In [1]:
import pandas as pd

# Extract
We use  csv  file to retrieve the Uber dataset which is saved locally.
The data is then loaded into a Pandas DataFrame for further processing.

In [4]:
file_path = "uber_data.csv"
df = pd.read_csv(file_path)

# Transformation

In [5]:
## Convert datetime columns to datetime type

df['tpep_pickup_datetime'] = pd.to_datetime(df['tpep_pickup_datetime'])
df['tpep_dropoff_datetime'] = pd.to_datetime(df['tpep_dropoff_datetime'])

## Remove duplicates and reset index
df = df.drop_duplicates().reset_index(drop=True)

## Assign unique trip ID
df['trip_id'] = df.index

## Data Modeling

### Dimension Tables
For better data normalization, we extract and structure the following:
1. **Date Time Dimension** (datetime_dim)
2. **Passenger Count Dimension** ( passenger_count_dim )
3. **Trip Distance Dimension** ( trip_distance_dim )
4. **Pickup & Dropoff Location Dimensions** ( pickup_location_dim ,  dropoff_location_dim )
5. **Rate Code Dimension** ( rate_code_dim ) – Mapped to readable descriptions.
6. **Payment Type Dimension** ( payment_type_dim ) – Translates IDs to names.


### 1.DateTime Dimension
We extract various time-related attributes from  tpep_pickup_datetime  and  tpep_dropoff_datetime  to create a separate **datetime dimension table**.

#### Attributes:
- Pickup & Dropoff: Hour, Day, Weekday, Month, Year
- Unique  datetime_id  assigned


In [6]:
# Create datetime_dim 
datetime_dim = df[['tpep_pickup_datetime', 'tpep_dropoff_datetime']].copy()
datetime_dim = datetime_dim.assign(
    pickup_hour=datetime_dim['tpep_pickup_datetime'].dt.hour,
    pickup_day=datetime_dim['tpep_pickup_datetime'].dt.day,
    pickup_weekday=datetime_dim['tpep_pickup_datetime'].dt.weekday,
    pickup_month=datetime_dim['tpep_pickup_datetime'].dt.month,
    pickup_year=datetime_dim['tpep_pickup_datetime'].dt.year,
    dropoff_hour=datetime_dim['tpep_dropoff_datetime'].dt.hour,
    dropoff_day=datetime_dim['tpep_dropoff_datetime'].dt.day,
    dropoff_weekday=datetime_dim['tpep_dropoff_datetime'].dt.weekday,
    dropoff_month=datetime_dim['tpep_dropoff_datetime'].dt.month,
    dropoff_year=datetime_dim['tpep_dropoff_datetime'].dt.year
).reset_index(drop=True)
datetime_dim.insert(0, 'datetime_id', datetime_dim.index)

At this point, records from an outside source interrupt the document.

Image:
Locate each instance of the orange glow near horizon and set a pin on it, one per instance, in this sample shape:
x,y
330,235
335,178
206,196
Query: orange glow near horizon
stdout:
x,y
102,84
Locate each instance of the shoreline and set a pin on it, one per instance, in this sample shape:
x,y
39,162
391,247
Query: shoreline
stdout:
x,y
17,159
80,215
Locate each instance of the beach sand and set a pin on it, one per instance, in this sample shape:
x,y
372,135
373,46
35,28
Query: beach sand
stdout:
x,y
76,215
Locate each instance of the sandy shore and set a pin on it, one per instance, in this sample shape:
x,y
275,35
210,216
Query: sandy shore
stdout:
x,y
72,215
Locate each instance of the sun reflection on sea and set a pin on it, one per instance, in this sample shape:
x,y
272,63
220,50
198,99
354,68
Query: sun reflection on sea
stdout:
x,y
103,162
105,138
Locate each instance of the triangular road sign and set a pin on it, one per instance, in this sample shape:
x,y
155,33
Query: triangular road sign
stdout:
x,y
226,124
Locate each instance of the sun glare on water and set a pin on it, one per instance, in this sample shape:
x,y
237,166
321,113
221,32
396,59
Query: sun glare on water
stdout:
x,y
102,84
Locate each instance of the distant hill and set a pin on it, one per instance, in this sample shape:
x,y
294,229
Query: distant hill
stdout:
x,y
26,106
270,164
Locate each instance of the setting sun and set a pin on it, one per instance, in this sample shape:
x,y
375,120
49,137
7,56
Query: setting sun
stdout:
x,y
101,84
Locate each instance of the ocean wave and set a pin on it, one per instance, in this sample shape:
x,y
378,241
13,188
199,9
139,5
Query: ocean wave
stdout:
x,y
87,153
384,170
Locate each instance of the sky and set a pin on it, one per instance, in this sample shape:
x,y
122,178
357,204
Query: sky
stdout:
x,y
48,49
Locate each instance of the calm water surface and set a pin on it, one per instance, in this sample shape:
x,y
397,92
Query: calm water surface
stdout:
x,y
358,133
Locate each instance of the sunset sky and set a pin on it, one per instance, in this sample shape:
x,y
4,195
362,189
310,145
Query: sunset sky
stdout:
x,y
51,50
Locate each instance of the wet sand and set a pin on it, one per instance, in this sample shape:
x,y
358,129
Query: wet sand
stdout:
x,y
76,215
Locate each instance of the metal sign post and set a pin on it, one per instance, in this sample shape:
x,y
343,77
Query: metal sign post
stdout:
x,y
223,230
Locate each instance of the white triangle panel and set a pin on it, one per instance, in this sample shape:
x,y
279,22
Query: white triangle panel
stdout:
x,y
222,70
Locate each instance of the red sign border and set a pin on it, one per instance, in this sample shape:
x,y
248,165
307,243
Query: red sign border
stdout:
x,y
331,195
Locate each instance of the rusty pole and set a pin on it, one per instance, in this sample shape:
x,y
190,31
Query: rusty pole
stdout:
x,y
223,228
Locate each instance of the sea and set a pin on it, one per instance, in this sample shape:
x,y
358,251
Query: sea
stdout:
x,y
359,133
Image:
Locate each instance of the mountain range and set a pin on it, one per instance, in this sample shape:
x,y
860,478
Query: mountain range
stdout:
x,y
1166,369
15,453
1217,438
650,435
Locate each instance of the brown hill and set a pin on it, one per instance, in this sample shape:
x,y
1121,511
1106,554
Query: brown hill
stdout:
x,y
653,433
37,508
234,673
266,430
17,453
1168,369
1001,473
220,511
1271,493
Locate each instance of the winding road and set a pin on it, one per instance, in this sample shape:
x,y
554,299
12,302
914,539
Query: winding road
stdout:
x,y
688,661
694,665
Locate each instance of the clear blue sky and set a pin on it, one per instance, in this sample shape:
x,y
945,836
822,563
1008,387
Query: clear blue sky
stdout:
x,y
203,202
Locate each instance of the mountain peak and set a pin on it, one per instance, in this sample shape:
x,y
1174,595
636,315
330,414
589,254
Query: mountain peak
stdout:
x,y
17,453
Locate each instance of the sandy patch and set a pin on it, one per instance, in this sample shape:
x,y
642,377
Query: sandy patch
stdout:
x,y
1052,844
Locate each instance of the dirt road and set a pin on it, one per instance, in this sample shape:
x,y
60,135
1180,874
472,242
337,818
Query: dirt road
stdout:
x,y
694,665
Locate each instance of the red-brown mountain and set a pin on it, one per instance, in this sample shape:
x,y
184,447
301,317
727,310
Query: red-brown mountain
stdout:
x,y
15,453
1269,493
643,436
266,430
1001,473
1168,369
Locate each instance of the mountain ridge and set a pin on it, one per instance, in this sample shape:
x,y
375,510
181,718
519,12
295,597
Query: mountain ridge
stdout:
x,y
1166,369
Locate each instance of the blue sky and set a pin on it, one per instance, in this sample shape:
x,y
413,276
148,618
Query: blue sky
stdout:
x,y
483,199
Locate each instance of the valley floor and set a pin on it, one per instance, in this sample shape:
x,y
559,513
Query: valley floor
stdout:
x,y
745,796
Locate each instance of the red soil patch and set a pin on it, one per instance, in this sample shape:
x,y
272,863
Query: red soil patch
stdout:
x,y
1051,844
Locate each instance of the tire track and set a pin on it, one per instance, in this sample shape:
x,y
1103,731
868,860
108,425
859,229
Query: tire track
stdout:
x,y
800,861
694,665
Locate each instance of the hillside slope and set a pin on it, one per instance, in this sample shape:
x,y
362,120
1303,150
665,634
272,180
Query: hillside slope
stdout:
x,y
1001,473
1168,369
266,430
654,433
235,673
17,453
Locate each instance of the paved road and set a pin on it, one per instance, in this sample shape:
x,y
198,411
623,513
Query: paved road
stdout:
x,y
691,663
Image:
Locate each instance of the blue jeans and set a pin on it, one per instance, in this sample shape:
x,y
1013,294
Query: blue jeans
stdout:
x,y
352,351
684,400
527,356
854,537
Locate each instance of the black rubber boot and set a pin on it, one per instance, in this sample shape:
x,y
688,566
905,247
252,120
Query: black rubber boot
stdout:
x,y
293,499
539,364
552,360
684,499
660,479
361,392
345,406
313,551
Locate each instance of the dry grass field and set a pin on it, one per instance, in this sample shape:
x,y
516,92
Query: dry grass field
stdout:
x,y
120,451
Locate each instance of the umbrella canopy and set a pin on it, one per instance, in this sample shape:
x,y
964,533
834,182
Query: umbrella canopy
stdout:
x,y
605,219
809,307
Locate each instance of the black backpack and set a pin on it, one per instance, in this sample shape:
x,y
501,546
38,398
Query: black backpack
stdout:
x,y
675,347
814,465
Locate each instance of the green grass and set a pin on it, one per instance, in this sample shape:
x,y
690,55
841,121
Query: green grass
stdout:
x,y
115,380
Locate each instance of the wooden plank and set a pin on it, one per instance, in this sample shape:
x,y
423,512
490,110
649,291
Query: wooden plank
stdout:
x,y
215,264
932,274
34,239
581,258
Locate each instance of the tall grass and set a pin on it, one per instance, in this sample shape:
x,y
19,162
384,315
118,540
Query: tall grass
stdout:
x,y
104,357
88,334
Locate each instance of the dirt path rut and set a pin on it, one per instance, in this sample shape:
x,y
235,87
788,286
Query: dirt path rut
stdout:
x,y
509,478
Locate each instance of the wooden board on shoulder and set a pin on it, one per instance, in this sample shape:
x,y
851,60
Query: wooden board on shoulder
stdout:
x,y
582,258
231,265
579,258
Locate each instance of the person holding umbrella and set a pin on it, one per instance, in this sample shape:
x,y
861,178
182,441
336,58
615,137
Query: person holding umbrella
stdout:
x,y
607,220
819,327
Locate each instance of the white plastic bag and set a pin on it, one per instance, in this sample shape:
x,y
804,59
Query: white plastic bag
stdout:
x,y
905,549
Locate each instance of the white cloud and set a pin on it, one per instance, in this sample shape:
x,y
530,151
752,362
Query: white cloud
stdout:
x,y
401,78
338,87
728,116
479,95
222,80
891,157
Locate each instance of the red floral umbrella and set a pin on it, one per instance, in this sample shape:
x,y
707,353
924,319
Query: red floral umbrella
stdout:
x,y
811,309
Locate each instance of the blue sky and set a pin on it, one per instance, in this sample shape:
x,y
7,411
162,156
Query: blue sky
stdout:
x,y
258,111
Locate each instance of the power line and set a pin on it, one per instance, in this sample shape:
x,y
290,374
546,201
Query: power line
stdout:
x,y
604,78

### 2. Passenger Count Dimension

In [7]:
# Passenger Count Dimension
passenger_count_dim = df[['passenger_count']].copy()
passenger_count_dim.insert(0, 'passenger_count_id', passenger_count_dim.index)

### 3.Trip Distance Dimension

In [8]:
# Trip Distance Dimension
trip_distance_dim = df[['trip_distance']].copy()
trip_distance_dim.insert(0, 'trip_distance_id', trip_distance_dim.index)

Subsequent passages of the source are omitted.